Friday, November 7, 2008

Readings week 11

Web Search Engines Parts 1 and 2
Search engines compute amazing amounts of information, but the author made it seems as though the components of a search engine are relatively simple. I felt like the hardest part of a search engine to maintain is the space required to process and store all the information. He talked about sorting by relevancy, and his option was the newspaper The Onion. I wondered how exactly a computer program can determine relevancy. If I search for "The Onion" the word "The" will be dropped from the search; but, what about "an" or "some" couldn't these terms be used to determine the context?

OAI Metadata Harvesting
The OAI project sounds really cool, I like the idea a lot. I think that it is a little ironic though, that archivists have trouble maintaining the data about their institutions and what exactly they are doing. I am excited to see where this project goes in the future. I wonder if the institutions will be able to do a better job of sharing information so that the metadata can be gathered across instutions and made searchable?


The Deep Web
At first I basically understood the deep web, but I couldn't get past my thoughts of child pornographers denying search engine access to their sites.
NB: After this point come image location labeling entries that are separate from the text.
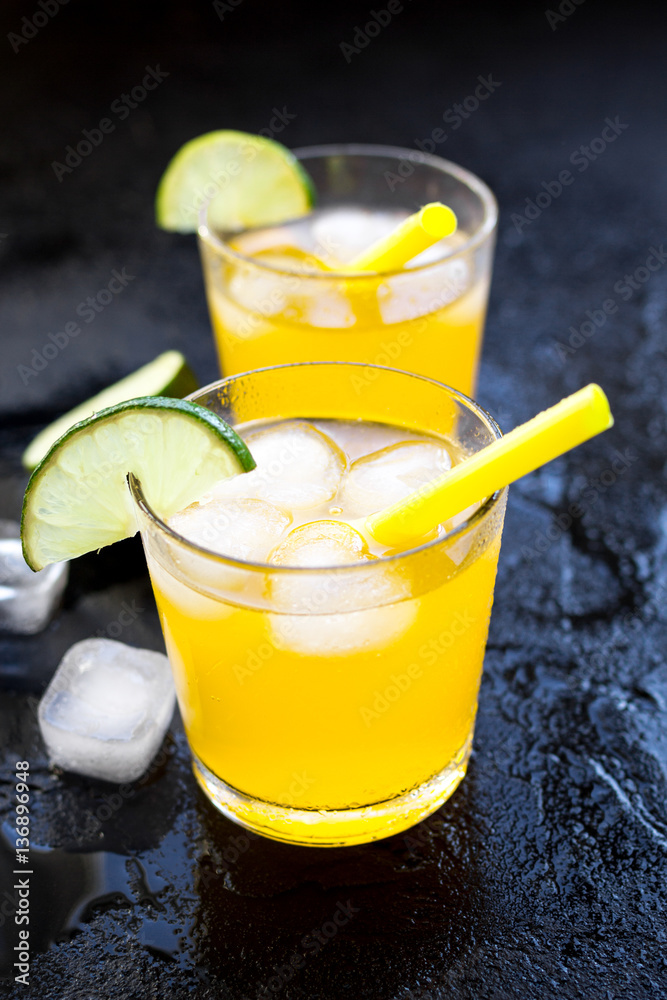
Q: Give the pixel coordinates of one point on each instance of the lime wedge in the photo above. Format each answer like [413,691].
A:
[77,499]
[167,375]
[249,181]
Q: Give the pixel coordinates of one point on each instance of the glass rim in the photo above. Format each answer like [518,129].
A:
[482,512]
[466,177]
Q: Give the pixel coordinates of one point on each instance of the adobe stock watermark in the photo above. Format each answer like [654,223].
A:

Now I feel as though I have a better understanding of the deep web. I don't understand how Bergman got the information on the data sizes of deep web sites though. I think of something like Blackboard where the content is changed and added to everyday by hundreds and perhaps thousands of universities. Also, if the information is restricted like academic journal sites, how can you claim to be able to predict the size of the database without joining?

1 comment:

Unknown said...

Good point about how this data was gathered ... I was wondering the very same thing.